Une seule Femme renard à Montauban | Livres Hebdo

Par Cécile Charonnat, le 09.03.2018 (mis à jour le 09.03.2018 à 14h46) Tarn-et-Garonne

Une seule Femme renard à Montauban

Les 320 m2 de surface commerciale de La Femme renard, à Montauban, ont été entièrement réaménagés. - Photo LIBRAIRIE LA FEMME RENARD

Depuis l’été dernier cohabitaient à Montauban deux librairies La Femme renard. La première, créée en 2011 par Caroline Berthelot et Nadège Loublier, et l’ex-librairie Deloche qu’elles ont rachetée en août (1) et rebaptisée dans la foulée La Femme renard. Une situation temporaire qui a pris fin le 28 février. Réouverte après dix jours de travaux, l’ex-Deloche est désormais la seule Femme renard et présente à ses clients un espace entièrement remodelé et rajeuni.
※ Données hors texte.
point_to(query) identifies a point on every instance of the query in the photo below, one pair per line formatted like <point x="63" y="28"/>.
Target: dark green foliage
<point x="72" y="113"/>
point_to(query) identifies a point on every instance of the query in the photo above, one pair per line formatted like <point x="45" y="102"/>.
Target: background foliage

Une nécessité - le magasin n’avait pas été rénové depuis les années 1990 -, et une manière pour les nouvelles dirigeantes d’apposer leur signature sur l’institution montalbanaise six mois après le rachat.

Elles y ont en effet transposé l’identité visuelle de la première Femme renard, fermée définitivement le 17 février. Plafonds et murs se sont teintés de blanc et d’un orange éclatant. La signalétique du mobilier et la totalité de l’assortiment de la première Femme renard y ont également été déménagés. Chauffage, climatisation et éclairages ont été entièrement refaits, tout comme le système informatique, passé sous Ellipses.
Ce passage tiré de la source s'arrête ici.